Program ambisius ini bukan sekadar gagasan. Di baliknya, Disdikbud Kutim tengah mempersiapkan sebuah payung hukum strategis berupa Peraturan Bupati (Perbup) yang akan menjadi dasar pelaksanaan wajib belajar ke seluruh desa dan kecamatan. Aturannya ditargetkan rampung pada awal tahun mendatang, sehingga percepatan peningkatan kualitas pendidikan dapat berjalan terukur.
Kepala Disdikbud Kutim, Mulyono, mengakui penyusunan Perbup Wajib Belajar 13 Tahun bukan perkara mudah. Salah satu tantangan paling krusial adalah perumusan sanksi yang proporsional, namun tetap mendorong kepatuhan orang tua dalam memastikan anak mereka tidak terputus dari layanan pendidikan.
“Tantangan terbesar dalam penyusunan Perbup adalah merumuskan sanksi agar program wajib belajar benar-benar dipatuhi. Kami ingin pendidikan merata hingga ke tingkat menengah atas,” tegas Mulyono. Baginya, pendidikan adalah tanggung jawab bersama, bukan hanya pemerintah atau sekolah, tetapi seluruh masyarakat.

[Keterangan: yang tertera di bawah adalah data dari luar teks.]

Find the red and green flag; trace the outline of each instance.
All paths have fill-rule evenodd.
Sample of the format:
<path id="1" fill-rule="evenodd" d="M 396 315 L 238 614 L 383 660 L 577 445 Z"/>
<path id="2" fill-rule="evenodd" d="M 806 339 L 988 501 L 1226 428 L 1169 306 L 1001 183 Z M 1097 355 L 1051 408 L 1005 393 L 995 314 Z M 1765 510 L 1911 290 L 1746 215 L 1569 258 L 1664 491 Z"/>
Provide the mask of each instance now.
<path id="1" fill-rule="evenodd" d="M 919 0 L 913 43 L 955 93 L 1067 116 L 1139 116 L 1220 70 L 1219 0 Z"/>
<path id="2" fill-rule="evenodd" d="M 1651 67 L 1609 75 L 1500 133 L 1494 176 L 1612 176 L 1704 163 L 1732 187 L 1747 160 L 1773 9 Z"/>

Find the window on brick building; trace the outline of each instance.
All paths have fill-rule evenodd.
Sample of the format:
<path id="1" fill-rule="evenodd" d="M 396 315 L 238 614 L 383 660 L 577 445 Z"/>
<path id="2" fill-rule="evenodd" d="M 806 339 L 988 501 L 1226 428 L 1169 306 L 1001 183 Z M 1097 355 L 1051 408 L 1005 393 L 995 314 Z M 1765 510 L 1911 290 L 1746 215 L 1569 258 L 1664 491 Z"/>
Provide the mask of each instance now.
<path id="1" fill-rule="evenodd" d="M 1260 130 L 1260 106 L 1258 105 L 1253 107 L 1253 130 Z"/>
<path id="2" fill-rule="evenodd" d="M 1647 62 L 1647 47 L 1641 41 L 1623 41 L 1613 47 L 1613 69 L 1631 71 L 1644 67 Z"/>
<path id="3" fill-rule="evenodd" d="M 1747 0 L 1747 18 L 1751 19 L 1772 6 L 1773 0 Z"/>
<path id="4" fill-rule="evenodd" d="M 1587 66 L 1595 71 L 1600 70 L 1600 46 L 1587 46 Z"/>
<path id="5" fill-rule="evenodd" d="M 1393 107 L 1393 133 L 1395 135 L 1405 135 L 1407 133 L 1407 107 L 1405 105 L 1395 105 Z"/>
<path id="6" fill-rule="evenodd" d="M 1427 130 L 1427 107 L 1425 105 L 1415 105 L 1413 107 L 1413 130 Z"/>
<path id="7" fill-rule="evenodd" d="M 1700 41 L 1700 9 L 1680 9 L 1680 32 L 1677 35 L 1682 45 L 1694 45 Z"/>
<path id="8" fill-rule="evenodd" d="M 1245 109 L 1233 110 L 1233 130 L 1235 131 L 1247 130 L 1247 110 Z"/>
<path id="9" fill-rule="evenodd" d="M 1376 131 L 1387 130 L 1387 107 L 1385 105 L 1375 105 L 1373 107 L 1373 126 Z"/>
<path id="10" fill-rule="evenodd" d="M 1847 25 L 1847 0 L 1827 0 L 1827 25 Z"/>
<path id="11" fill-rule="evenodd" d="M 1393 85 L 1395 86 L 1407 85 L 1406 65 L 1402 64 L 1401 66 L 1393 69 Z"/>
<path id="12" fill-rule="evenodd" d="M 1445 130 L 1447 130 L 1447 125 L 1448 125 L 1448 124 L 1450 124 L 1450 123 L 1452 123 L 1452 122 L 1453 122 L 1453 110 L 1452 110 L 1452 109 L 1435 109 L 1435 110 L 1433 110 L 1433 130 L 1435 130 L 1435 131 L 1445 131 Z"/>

Pemberlakuan sanksi bukan untuk menekan, melainkan memastikan hak anak atas pendidikan benar-benar terjamin. Langkah ini sejalan dengan semangat SITISEK, yang tidak hanya mendata dan mengembalikan anak ke sekolah, tetapi juga mendorong perubahan perilaku sosial agar kasus anak tidak sekolah tidak terulang.
Kutim dinilai cukup siap menghadapi penerapan wajib belajar hingga jenjang menengah atas. Salah satu indikatornya adalah ketersediaan layanan pendidikan usia dini. Saat ini, Kutim memiliki 380–400 lembaga PAUD, jumlah yang jauh melampaui kebutuhan ideal untuk 139 desa.
Keberadaan lembaga PAUD yang melimpah menjadi fondasi penting. Sebab, keberhasilan wajib belajar 13 tahun dimulai dari pendidikan awal yang kuat dan merata. Dengan pondasi yang baik sejak PAUD, anak-anak lebih siap mengikuti jenjang SD, SMP, hingga SMA/SMK.
Disdikbud meyakini, dengan dukungan infrastruktur yang ada, penerapan wajib belajar 13 tahun tidak hanya realistis, tetapi sangat mungkin menjadi salah satu terobosan pendidikan paling berdampak di Kalimantan Timur (Kaltim).
Peluncuran SITISEK menjadi momentum besar Kutim untuk menuntaskan persoalan anak tidak sekolah. Program ini tidak hanya mendata 13 ribu lebih anak yang belum bersekolah, tetapi juga menggerakkan seluruh unsur mulai dari pemerintah desa, dunia usaha, organisasi masyarakat, hingga relawan pendidikan.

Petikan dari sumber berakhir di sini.